L’immigrazione per sviluppo del Mediterraneo Gozi: «Ue timida, rapporto nuovo con l’Africa»

Frontiere. Mediterraneo. Africa. Ovvero trasformare l’immigrazione – di cui la miope Ue si accorge soltanto in estate, bollandola come emergenza stagionale – in occasione di sviluppo. Si è mosso su questa traccia il convegno Politiche europee per lo sviluppo dell’Area Euro-Mediterranea organizzato dalla Cgil allo Steri di Palermo. Presente la segretaria generale Susanna Camusso. «Non ci può essere uno sviluppo coeso dell’Unione Europea – scrive il sindacato – senza risolvere i nodi del nostro mare» e soprattutto «senza dirimere le problematiche economiche e sociali» e le cause di arretratezza dei tanti Mezzogiorni d’Europa. 

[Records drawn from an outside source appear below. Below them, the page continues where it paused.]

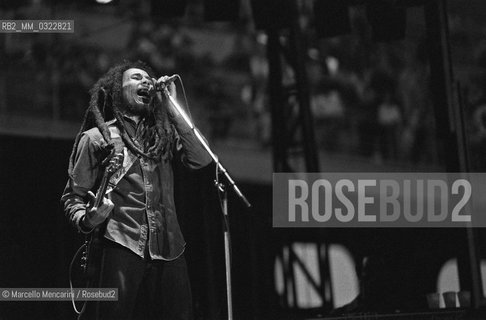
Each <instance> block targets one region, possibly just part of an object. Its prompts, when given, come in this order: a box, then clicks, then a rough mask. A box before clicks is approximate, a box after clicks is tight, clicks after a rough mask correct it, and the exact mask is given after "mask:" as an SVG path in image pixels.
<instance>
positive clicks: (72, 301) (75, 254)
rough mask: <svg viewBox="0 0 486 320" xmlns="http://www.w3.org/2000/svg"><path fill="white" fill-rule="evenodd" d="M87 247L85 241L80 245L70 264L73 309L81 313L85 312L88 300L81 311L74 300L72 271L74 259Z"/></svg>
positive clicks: (71, 289) (83, 305)
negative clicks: (85, 309)
mask: <svg viewBox="0 0 486 320" xmlns="http://www.w3.org/2000/svg"><path fill="white" fill-rule="evenodd" d="M86 247H87V245H86V243H83V245H81V247H79V249H78V251H76V253H75V254H74V256H73V259H72V260H71V263H70V264H69V288H70V289H71V303H72V304H73V309H74V312H76V314H78V315H79V314H81V313H83V312H84V309H85V308H86V302H87V301H84V303H83V307H82V308H81V311H78V308H77V307H76V302H75V301H74V291H73V278H72V273H73V265H74V261H76V258H77V257H78V255H79V253H80V252H81V250H84V249H85V248H86Z"/></svg>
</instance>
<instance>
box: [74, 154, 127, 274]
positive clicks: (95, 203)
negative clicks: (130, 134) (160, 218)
mask: <svg viewBox="0 0 486 320" xmlns="http://www.w3.org/2000/svg"><path fill="white" fill-rule="evenodd" d="M103 162H104V163H107V162H108V165H107V166H106V168H105V171H104V173H103V177H102V179H101V183H100V186H99V187H98V190H97V191H96V196H95V199H94V200H93V204H92V206H91V207H92V208H98V207H99V206H100V205H101V204H102V203H103V197H104V196H105V195H106V191H107V188H108V183H109V182H110V178H111V177H112V176H113V174H115V172H117V171H118V169H120V167H121V166H122V164H123V154H122V153H117V154H115V153H114V150H113V151H112V153H111V154H110V155H108V157H107V159H105V160H104V161H103ZM104 225H105V223H102V224H101V225H99V226H97V227H96V228H94V229H93V231H91V232H90V233H89V234H87V235H86V239H85V242H84V251H83V254H82V256H81V269H82V271H83V273H84V275H85V276H86V277H87V278H88V279H93V276H94V275H96V274H97V269H98V264H99V263H98V262H99V261H100V258H101V253H102V250H101V237H102V236H103V235H102V232H101V231H102V230H103V229H104V228H103V227H104Z"/></svg>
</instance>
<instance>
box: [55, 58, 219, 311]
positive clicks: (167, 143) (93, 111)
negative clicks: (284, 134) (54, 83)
mask: <svg viewBox="0 0 486 320" xmlns="http://www.w3.org/2000/svg"><path fill="white" fill-rule="evenodd" d="M152 76H153V73H152V71H151V70H150V68H148V67H147V66H146V65H145V64H143V63H142V62H137V63H131V62H125V63H122V64H120V65H117V66H115V67H113V68H112V69H110V70H109V71H108V72H107V73H106V74H105V75H104V76H103V77H102V78H101V79H100V80H98V82H97V83H96V84H95V85H94V86H93V88H92V89H91V90H90V94H91V100H90V105H89V108H88V110H87V111H86V114H85V118H84V121H83V124H82V127H81V130H80V132H79V134H78V135H77V137H76V140H75V143H74V147H73V151H72V154H71V157H70V163H69V170H68V172H69V180H68V183H67V186H66V188H65V190H64V193H63V195H62V198H61V202H62V204H63V205H64V211H65V214H66V216H67V217H68V219H69V221H70V222H71V223H72V224H73V225H74V226H75V227H76V228H77V229H78V230H79V231H80V232H82V233H90V232H92V230H93V229H96V230H99V233H100V234H101V235H102V237H101V245H100V247H101V254H100V259H99V260H100V261H95V262H94V263H96V264H97V266H98V268H97V269H96V270H97V276H96V279H97V280H96V282H97V283H96V284H94V286H97V287H100V288H118V301H100V302H98V301H94V302H88V303H87V305H86V309H85V312H83V314H81V316H80V318H81V319H191V318H192V304H191V300H192V298H191V289H190V284H189V279H188V275H187V268H186V263H185V260H184V255H183V252H184V247H185V241H184V238H183V236H182V233H181V230H180V228H179V223H178V221H177V216H176V212H175V205H174V194H173V193H174V184H173V180H174V176H173V170H172V160H173V159H174V160H175V159H181V160H182V162H183V164H184V165H186V166H188V167H189V168H193V169H197V168H202V167H204V166H206V165H208V164H209V163H210V161H211V158H210V157H209V155H208V154H207V152H206V151H205V150H204V149H203V148H202V146H201V145H200V143H199V142H198V141H197V140H196V137H195V136H194V134H193V132H192V131H191V129H190V127H189V126H188V125H186V124H185V122H184V120H183V119H182V117H181V116H180V115H178V113H177V112H176V111H174V110H173V109H172V108H173V107H172V106H171V105H170V103H169V102H168V101H167V99H166V97H165V96H164V95H163V94H162V93H160V92H158V91H156V90H155V87H156V86H158V85H160V84H163V83H164V81H165V80H167V77H161V78H159V79H158V80H155V79H154V78H153V77H152ZM167 85H168V86H169V89H170V92H171V95H173V96H174V95H175V85H174V84H173V83H172V84H167ZM112 151H114V152H112ZM113 154H121V155H123V161H122V162H123V163H122V164H121V165H120V166H121V167H120V168H119V169H118V170H117V172H116V173H115V174H114V177H118V179H116V180H110V182H111V184H112V185H111V188H112V191H111V192H110V193H109V194H108V195H107V196H105V197H103V200H102V201H101V204H100V205H99V206H98V207H93V203H94V199H95V195H94V194H95V193H96V190H97V189H98V186H99V184H100V180H101V176H102V175H103V173H104V171H105V168H106V166H107V163H109V162H108V161H105V160H106V159H109V158H110V155H113ZM188 197H189V195H188ZM90 262H93V261H90Z"/></svg>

Già, perché non ci sono soltanto il Sud Italia o la Sicilia ad arrancare dietro un nord più ricco, ma anche l’Andalusia e la Comunidad Valenciana in Spagna o le isole greche. Tutte zone bagnate dal mare e colpite da problemi simili, sulle quali «la politica europea non dovrebbe adattarsi passivamente ai problemi – insiste la Cgil – cercando di contenere i danni ma dovrebbe ripensare profondamente la propria idea di vicinato». Magari attraverso «una strategia macro-regionale per l’area mediterranea», naturalmente affiancata da «un piano di investimenti efficiente ed efficace sulle infrastrutture materiali e immateriali». Uno sguardo rivolto all’Africa, appunto. 

L’obiettivo? «Coinvolgere gli Stati della sponda nord del continente africano per la costruzione di una strategia comune di sviluppo economico e sociale integrato in un programma europeo». Per il sottosegretario alla Presidenza del Consiglio Sandro Gozi «occorre che l’Europa dimostri molto più coraggio e lungimiranza sul tema dell’immigrazione. Non basta ricordare che l’immigrazione è una grande priorità. Bisogna indicare chiaramente che un rapporto nuovo tra Europa e Africa è fondamentale nel nuovo patto politico dell’Europa che vogliamo stringere il prossimo anno. E invece a Bratislava la parola ‘Africa’ non c’era nemmeno». Con questa «timidezza», come la definisce Gozi, insomma, non si va da nessuna parte. Anzi, serve solo a rinviare la soluzione in eterno mentre si radica e si fomenta la paura dell’immigrato, vedi la crescita dell’Afd in Germania: «Invece di continuare a discutere delle politiche di austerità l’Europa dovrebbe occuparsi delle politiche sociali e delle disuguaglianze – sostiene Camusso – e rendersi conto che il populismo che cresce è esattamente figlio di questa idea che le diseguaglianze crescono». 

Lo sviluppo però passa anche dalla democrazia, che in alcuni Stati del Mediterraneo è sbiadita o del tutto assente. La leader della Cgil fa gli esempi dell’Egitto e del caso Regeni («Ci sarà un momento in cui diremo finalmente cos’è il governo egiziano? Altrimenti rimarremo sempre dell’idea che le Procure provino a collaborare e a scambiarsi informazioni, ma contemporaneamente il messaggio che avremo dato ai giovani italiani ed europei è che in Egitto non ci si può andare, non ci si può discutere nè avere libera informazione»), ma anche della Turchia e di tutti quei regimi autoritari che «tengono in ostaggio le popolazioni migranti» (si pensi ai siriani) usandole come un grimaldello che alimenta i populismi e condiziona, in questo modo, la politica interna degli altri Paesi comunitari.